Money can’t buy you love, but it might buy you a future
Sprint has $4.3 billion in cash on hand and $2.25 billion in debt coming due in March. It will see its free cash flow likely decline by about $2 billion by 2012. The numbers mean that Sprint doesn’t have a lot of flexibility when it comes to making big-time deals. Perhaps that’s why it wasn’t more aggressive with taking an opportunity to buy out or invest more in Clearwire, now that the WiMAX vendor is struggling. As UBS analyst John Hodulik put it in a research note issued on Monday:
Given guidance for higher capex spending than anticipated and our new expectations for lower wireless margins, we now expect Sprint to lose $2B in FCF in 2012. Meanwhile, the company’s bonds have been under intense pressure, making it harder for the company to refinance the $2.25B in maturities coming due in March, potentially requiring the company to redeem this debt and eat into its $4B strategic reserve.
Long story short, a little time spent with Sprint’s financials indicate that the company is going to lose money in the short term while also writing down its investment in Clearwire and having to spend money to build and convert its network to LTE. It is also spending money in adding the iPhone, although it’s not clear how much exactly. This is not the cash position of a company that makes a big-time play for spectrum through buying either T-Mobile or even Clearwire. In fact, on Monday S&P threatened to downgrade the mobile operator’s bond ratings and placed it on its credit watch list, citing some of the issues above.
But wait, what about the iPhone?
Sprint committed to buying $20 billion’s worth of iPhones over the next four years, according to the Wall Street Journal. The carrier clearly needed to boost its credibility with mainstream consumers who may be interested in Android offerings that Sprint has rolled out but would rather have the comfort of an iPhone. Sprint’s biggest problem, in fact, isn’t its network modernization. It’s competing with Verizon and AT&T. The nation’s two largest operators have gained share at the expense of T-Mobile and Sprint, and the iPhone is the latter’s attempt to counter that.

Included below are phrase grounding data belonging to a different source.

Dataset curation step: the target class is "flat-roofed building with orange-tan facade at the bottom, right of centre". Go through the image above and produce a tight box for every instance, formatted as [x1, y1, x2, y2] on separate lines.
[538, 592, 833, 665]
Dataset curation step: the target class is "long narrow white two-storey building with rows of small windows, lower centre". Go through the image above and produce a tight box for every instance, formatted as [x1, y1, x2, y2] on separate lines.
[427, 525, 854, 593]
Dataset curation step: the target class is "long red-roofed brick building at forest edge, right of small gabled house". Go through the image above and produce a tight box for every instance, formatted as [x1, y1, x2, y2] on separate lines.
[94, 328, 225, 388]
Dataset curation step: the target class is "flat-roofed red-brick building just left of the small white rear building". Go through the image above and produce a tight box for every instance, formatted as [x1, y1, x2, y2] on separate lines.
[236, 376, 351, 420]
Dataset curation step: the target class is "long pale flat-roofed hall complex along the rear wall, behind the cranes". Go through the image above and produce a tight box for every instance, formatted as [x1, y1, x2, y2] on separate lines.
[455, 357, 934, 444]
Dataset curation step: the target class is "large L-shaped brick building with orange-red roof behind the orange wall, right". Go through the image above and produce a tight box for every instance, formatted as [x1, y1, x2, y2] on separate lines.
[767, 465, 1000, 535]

The iPhone 4S has flown off the shelves, with both Verizon’s and AT&T’s reporting that they are sold out of their initial shipments of the device. However, Sprint still seems to have some in stock, according to the site. A BTIG research report wonders if this is because the iPhone will be hobbled on the Sprint 3G network when compared to AT&T’s faster HSPA+ speeds, or if it’s because people just aren’t interested in buying an iPhone from Sprint because data prices are too high. If either is the case, Sprint may have badly miscalculated betting a lot of money on a handset that won’t help it out in the the short term.
If the move does pan out, it will require network resources that will suck up both spectrum and up to $10 billion in capital spending over the next two years. If that works, Sprint then has to figure out its long-term strategy and how it plans to pay for that. At this point, the company is doing everything it can to chew its way out of its trap. It’s hard, though, to see Sprint winning this race.